Ce qui est arrivé à la Chine au cours des 30 dernières années est appelé un "miracle chinois". En effet, selon certaines normes, c'est un miracle, même si nous oublions le prix social et environnemental payé pour cela, d'une part, et la situation dans laquelle la Chine se trouve aujourd'hui, d'autre part. Cependant, lorsque les succès chinois des trente dernières années sont célébrés comme étant sans précédent dans l'histoire, il est logique de les comparer au "miracle soviétique" des années 1930 et surtout des années 1950. Tout d'abord, l'URSS était une société de haute technologie développée, dont les paramètres et les niveaux d'alors ne peuvent même pas être comparés à ceux de la Chine d'aujourd'hui, d'autant plus que les Chinois sont passés maîtres dans l'art de présenter et de vendre des vitrines, surtout - urbaines, mais il reste un village chinois et 75% du territoire de la Chine, impropres à l'agriculture pour des raisons environnementales. Et c'est aussi le résultat de la voie capitaliste. Deuxièmement, l'Union soviétique a agi non seulement comme un pays, mais comme une alternative au capitalisme du système mondial - l'anticapitalisme systémique, et dès qu'elle a commencé à s'intégrer réellement dans le système de plafonnement, elle s'est engagée sur la voie de la "mort différée".
La Chine, malgré tous ses succès dans un certain nombre de domaines, n'est pas un leader mondial en matière de haute technologie. En général, c'est un "rez-de-chaussée", un atelier industriel de l'économie mondiale, qui n'est pas du tout contrôlé par les Chinois. La Chine n'est pas une option de développement alternative au capitalisme, elle y est ancrée, et son objectif n'est donc que d'étendre sa zone de contrôle et d'attendre l'affaiblissement maximal des États-Unis, qu'elle ne pourra pas remplacer en tant que nouvel hégémon mondial. Et pas seulement parce qu'il n'y aura pas d'hégémonie unique dans le monde post-capitaliste des macro-régions. Le problème est aussi que le pays hégémonique est toujours un innovateur, et que les Chinois ne possèdent pas cette qualité dans l'échelle "hégémonique", ils sont des emprunteurs et des imitateurs de talent.

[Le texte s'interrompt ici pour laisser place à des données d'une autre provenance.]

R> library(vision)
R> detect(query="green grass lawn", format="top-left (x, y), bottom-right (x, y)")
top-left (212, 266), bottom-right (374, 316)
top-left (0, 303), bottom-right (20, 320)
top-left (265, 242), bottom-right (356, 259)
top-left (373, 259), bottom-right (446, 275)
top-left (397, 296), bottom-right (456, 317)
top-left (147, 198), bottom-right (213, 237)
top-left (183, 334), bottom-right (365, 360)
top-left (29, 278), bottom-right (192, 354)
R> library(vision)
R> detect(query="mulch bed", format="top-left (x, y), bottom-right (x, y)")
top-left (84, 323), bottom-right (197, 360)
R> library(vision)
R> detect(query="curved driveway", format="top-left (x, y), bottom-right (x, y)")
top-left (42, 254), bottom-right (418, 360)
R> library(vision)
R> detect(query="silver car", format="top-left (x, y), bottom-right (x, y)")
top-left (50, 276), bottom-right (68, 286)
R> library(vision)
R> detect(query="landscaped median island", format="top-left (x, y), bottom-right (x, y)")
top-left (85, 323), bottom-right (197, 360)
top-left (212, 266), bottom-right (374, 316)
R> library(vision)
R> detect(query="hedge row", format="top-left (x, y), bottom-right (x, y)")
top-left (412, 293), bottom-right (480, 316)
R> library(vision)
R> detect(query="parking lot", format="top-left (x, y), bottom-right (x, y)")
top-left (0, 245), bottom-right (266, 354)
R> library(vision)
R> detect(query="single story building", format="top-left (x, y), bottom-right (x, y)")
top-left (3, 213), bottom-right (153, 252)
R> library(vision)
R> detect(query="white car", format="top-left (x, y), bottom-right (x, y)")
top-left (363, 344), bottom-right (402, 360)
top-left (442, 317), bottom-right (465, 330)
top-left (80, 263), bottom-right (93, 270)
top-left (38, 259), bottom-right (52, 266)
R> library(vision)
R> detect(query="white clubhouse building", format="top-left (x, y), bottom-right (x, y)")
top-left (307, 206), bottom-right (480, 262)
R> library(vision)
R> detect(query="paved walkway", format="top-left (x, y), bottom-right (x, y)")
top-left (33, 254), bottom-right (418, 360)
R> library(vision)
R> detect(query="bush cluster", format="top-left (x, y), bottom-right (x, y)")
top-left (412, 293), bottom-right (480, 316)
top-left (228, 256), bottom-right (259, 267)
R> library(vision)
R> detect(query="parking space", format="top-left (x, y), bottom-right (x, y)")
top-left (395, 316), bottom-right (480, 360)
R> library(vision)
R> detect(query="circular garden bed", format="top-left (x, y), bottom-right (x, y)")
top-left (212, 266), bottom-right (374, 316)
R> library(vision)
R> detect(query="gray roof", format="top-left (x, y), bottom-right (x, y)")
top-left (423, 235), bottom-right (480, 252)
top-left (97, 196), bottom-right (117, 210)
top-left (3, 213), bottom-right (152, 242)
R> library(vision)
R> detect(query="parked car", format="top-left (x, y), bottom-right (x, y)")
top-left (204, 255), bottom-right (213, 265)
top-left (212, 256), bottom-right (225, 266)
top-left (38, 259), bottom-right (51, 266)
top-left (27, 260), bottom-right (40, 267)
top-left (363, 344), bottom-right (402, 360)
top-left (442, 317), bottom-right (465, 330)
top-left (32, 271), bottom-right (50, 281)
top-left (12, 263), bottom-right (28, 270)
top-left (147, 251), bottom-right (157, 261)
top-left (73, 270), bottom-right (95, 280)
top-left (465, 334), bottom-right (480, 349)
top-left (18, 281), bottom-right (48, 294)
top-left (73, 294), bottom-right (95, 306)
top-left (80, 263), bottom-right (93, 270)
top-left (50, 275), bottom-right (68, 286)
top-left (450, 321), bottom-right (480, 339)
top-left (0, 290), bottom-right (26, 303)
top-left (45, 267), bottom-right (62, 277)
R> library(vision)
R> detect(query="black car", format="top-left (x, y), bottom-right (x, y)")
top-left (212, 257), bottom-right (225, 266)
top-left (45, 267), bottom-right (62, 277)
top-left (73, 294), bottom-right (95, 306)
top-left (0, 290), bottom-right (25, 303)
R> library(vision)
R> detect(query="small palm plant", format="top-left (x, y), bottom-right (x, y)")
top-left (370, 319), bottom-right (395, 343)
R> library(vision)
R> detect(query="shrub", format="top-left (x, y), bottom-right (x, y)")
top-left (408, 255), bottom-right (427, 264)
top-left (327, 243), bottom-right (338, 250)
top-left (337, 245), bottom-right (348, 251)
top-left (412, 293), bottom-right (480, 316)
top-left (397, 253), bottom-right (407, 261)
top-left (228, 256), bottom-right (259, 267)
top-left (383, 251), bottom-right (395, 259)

Quelqu'un va en vouloir : comment ?! Et la poudre à canon, la boussole, le papier et la monnaie de papier - tout cela n'a-t-il pas été inventé en Chine ? La réponse à cette question est simple : ils peuvent inventer n'importe où et n'importe quoi, mais il y a invention et il y a innovation. Pour qu'une invention devienne une innovation, il faut des conditions favorables : sociales et systémiques, culturelles, psychologiques. Les Romains anciens savaient ce que les mécanismes de type machine étaient, mais ils les utilisaient pendant les vacances, pour se divertir - l'introduction de telles techniques dans la production pourrait détruire la base du système antique d'esclavage. Les brillants inventeurs russes du XVIIIe siècle ont anticipé certaines des inventions britanniques, mais leurs travaux n'étaient pas nécessaires au système de serf, et l'environnement psychologiquement cosmique ne pouvait pas évaluer les capacités techniques. Dans la seconde moitié des années 1960, la nomenklatura soviétique, sur la base de ses intérêts de skin-groupe et de quasi-groupe, a bloqué la transformation de l'anticapitalisme en post-capitalisme, c'est-à-dire en ce qui, dans le langage de l'idéologie officielle, était appelé "communisme".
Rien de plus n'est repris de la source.